Old trafford brennt: schüller trifft bayern – ein herzschlag-viertelfinale

Die Theaterbühne Old Trafford wird zum Schauplatz eines Films, den sich selbst Hollywood nicht ausdenken würde. Lea Schüller, Torjägerin mit 117 Bayern-Treffern, steht plötzlich im Trikot von Manchester United gegen ihre alten Freundinnen. 21 Uhr, Flutlicht, 73 000 Zuschauer – und eine Frage, die unter der Haut brennt: Schießt sie das Tor, das dem FC Bayern die K.o.-Beute entreißt?

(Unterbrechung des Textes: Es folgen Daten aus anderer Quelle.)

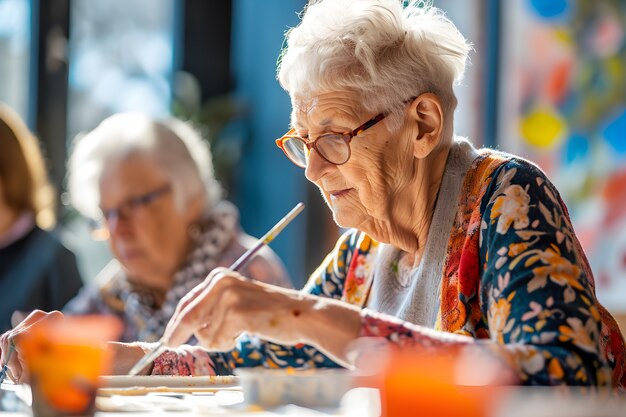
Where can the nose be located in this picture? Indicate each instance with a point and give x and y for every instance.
(317, 166)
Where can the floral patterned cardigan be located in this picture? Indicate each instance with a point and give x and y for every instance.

Das Viertelfinal-Hinspiel der Champions League ist mehr als ein Fußballspiel. Es ist ein Seelenstriptease. Fünf Jahre lang trug Schüller das Rot des Rekordmeisters, wurde Rekordtorschützin, feierte Titel. Jetzt lächelt sie in Schwarz-Rot, doch hinter der Fassade arbeitet das Herz. „Kurios“, sagt sie, „aber auch cool.“ Cool? Das ist Untertreibung. Sie weiß, dass jeder Balltouch gespaltene Laute erzeugt: Jubel auf der einen, Seufzen auf der anderen Tribünenhälfte.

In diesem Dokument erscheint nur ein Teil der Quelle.